D¹un point de vue civiliste…
La somme versée ne peut être qualifiée de don.
Précisons tout d’abord qu’il aurait tout à fait été possible, sans parler de don, de fixer une cotisation de l’ordre de 250 euros donnant accès à toutes les activités proposées par l’association. Ce n’est toutefois pas le cas en l’espèce puisque la cotisation est expressément identifiée et distincte, correspondant à 10 euros.
La qualification de don implique une intention libérale totalement absente en l’espèce, puisque les parents paient cette somme pour avoir la prestation. La somme versée est donc nécessairement le prix d’un contrat de prestation de service (entre l’association et le couple), de sorte que la qualification de don expressément retenue par l’association est sans effet.

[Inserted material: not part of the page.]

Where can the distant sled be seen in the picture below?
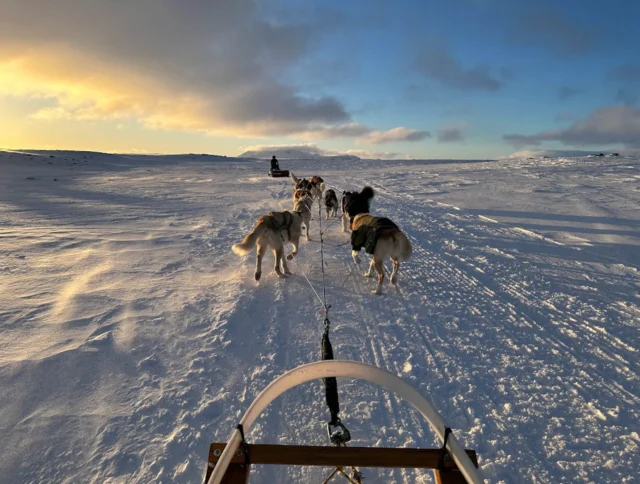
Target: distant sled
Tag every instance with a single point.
(279, 173)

Dans ce cas, l’inexécution du contrat engage la responsabilité de l’association (et pas la doula) conduisant à un remboursement total ou partiel en fonction, soit d’une inexécution totale ou d’une mauvaise exécution.
Autres remarques
Au-delà du non-respect de l’autonomie et du libre consentement de la patiente, tel qu’il apparaît dans ce témoignage, on peut se demander si l’exécution d’actes médicaux — en dehors de toute situation d’urgence — par une infirmière engagée pour un service non-médical ne relève pas de la pratique illégale de la médecine (article L 378 du CSP).
Bernard Bel
Secrétaire de l’AFAR
Message envoyé par l’AFAR le 26/08/2007 (copie par courrier postal)
Date : 26/08/2007
To: “caroline.perrin@…”
From: Bernard Bel
Subject: dysfonctionnement (suite)Bonjour,
Nous constatons que, trois mois après avoir reçu de Mme E. une demande de remboursement de la somme versée à votre association, vous persistez à n’y donner aucune suite. Or nous avons montré que votre argumentaire sur le non-remboursement d’un “don” ne tenait pas la route sur le plan juridique. La qualification de don expressément retenue par votre association est sans effet puisque les parents ont payé cette somme en échange d’une prestation de service. Maintenir cette position (et prétendre en outre que ces dons sont déductibles des impôts) vous expose à de sérieuses difficultés d’ordre fiscal. Il ne sert à rien de fermer votre site web, comme vous venez de le faire, dans la mesure où vos pratiques ont été exposées publiquement, conformément à ce qui était annoncé dans le message précédent en date du 15 juin (copie ci-dessous) :
https://afar.info/courrier/doleances/doulas-lorraine/
La prochaine étape consistera pour nous à médiatiser un peu plus cette regrettable affaire, quitte à engager aux côtés des parents, s’ils le souhaitent, une procédure judiciaire, ou plus simplement intervenir auprès de l’administration fiscale pour mettre fin à ces agissements délétères. Je vous invite donc à m’adresser au plus vite — au plus tard le 15 septembre — la preuve que vous avez satisfait la demande de Mme E.
Bernard Bel
Secrétaire de l’AFAR
Clôture du dossier
Le 18 septembre 2007, Mme E. nous a informés qu’elle avait bien reçu par virement bancaire le remboursement de son versement à Doulas en Lorraine, ainsi qu’une lettre de la présidente (voir copie format JPEG). S’il est vrai que la demande de remboursement a été agréée (grâce à la pression exercée), la présidente ne va pas plus loin que montrer [sa] bonne volonté et [son] empathie vis à vis de la déception dont [Mme E.] lui a fait part. Pas un mot sur l’utilisation abusive d’une liste de discussion, le non-respect de la vie privé, l’interventionnisme médical de la doula ni le manque d’empathie en général dont Mme E. a fait l’objet au cours de la prestation.